Performing live with Monty Python, Neil Innes introduced his Protest Song by announcing, "Ladies and gentlemen, I've suffered for my music. Now it's your turn." Last week, when I was so upset with my reversal of fortunes, my man referenced that line, when he told me that now I can actually say I have suffered for my art. I'm not sure getting well and truly pissed off at a financial injustice counts as suffering, but I went with it.

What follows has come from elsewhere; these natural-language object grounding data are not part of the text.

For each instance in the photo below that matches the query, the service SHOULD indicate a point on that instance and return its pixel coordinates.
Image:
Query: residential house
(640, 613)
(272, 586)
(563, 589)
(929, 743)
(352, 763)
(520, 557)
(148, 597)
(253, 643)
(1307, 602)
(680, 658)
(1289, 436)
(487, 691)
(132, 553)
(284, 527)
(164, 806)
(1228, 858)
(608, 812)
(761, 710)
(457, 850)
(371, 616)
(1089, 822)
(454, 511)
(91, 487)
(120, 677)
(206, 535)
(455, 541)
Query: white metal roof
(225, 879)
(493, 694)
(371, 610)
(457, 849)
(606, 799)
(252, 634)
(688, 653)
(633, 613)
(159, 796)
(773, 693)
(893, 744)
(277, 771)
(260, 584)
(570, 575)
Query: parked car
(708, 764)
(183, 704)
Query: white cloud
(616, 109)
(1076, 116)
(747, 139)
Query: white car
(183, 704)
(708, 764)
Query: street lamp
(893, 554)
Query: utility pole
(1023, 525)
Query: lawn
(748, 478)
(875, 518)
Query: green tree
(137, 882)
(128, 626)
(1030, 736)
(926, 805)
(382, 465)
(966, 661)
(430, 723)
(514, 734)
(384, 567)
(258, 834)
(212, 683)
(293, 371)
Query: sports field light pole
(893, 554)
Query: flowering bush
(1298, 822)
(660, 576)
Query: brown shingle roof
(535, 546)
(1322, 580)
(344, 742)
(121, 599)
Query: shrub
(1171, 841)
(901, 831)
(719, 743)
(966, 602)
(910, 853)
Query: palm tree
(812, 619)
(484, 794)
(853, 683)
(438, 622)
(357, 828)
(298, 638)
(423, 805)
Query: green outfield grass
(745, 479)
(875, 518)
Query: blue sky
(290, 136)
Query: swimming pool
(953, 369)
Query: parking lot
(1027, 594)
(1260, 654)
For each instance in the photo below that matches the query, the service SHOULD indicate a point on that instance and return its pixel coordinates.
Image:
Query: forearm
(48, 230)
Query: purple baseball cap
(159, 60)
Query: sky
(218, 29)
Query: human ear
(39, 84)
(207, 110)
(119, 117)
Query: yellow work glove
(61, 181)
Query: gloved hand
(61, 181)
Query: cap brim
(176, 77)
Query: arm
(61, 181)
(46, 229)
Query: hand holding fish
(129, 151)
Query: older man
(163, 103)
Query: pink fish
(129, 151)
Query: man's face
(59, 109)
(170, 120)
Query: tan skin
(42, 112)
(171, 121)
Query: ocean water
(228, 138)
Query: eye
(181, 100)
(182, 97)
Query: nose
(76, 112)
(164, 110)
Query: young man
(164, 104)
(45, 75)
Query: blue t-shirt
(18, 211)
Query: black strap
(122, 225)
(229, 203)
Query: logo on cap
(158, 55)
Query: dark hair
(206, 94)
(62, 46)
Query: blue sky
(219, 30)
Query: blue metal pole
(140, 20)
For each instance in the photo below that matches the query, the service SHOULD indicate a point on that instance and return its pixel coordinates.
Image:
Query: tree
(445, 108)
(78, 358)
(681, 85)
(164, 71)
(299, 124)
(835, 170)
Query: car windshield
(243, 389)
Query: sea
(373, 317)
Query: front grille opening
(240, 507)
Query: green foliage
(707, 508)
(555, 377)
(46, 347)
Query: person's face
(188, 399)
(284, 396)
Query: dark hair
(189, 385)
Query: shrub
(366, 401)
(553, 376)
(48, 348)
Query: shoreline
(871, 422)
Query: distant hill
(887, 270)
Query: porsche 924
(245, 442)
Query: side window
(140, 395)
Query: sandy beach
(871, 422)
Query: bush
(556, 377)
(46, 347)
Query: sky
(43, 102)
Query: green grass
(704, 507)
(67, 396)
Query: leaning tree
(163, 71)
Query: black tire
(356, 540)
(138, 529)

Tonight, the real suffering began. I don't know why I keep doing this to myself, but over and over, I try to create while sprawled out on the floor. It hurt when I was twenty-five and cutting fabric for my costume designs on the floor, and I has never improved, the older and less flexible I have gotten. When all of my promised helpers vanished into the ether, I decided it would be a great idea to drag the plywood into the room with the television, so I would have no excuse not to be working on it all day long. It's right in front of me, so I can't blow it off. I moved furniture and put it on the floor, thinking it was the only place it fit. I managed to get half of the exterior white paint down it longwise, before I was crying in pain, and had to take a break. I think I need to try to prop it up on the two ottomans in here. I don't think I can take it getting back on the floor for the other side. And crouching over that bucket of vile-smelling paint, killing my brain cells--I'm not going to protest it. THAT counts as suffering tonight.
Unsurprisingly, less than thirty seconds after I sat on the couch, there was an exceptionally naughty kitten racing across the still tacky white paint, tracking it on my wood floor. She protested when I picked her up and made her leave the room.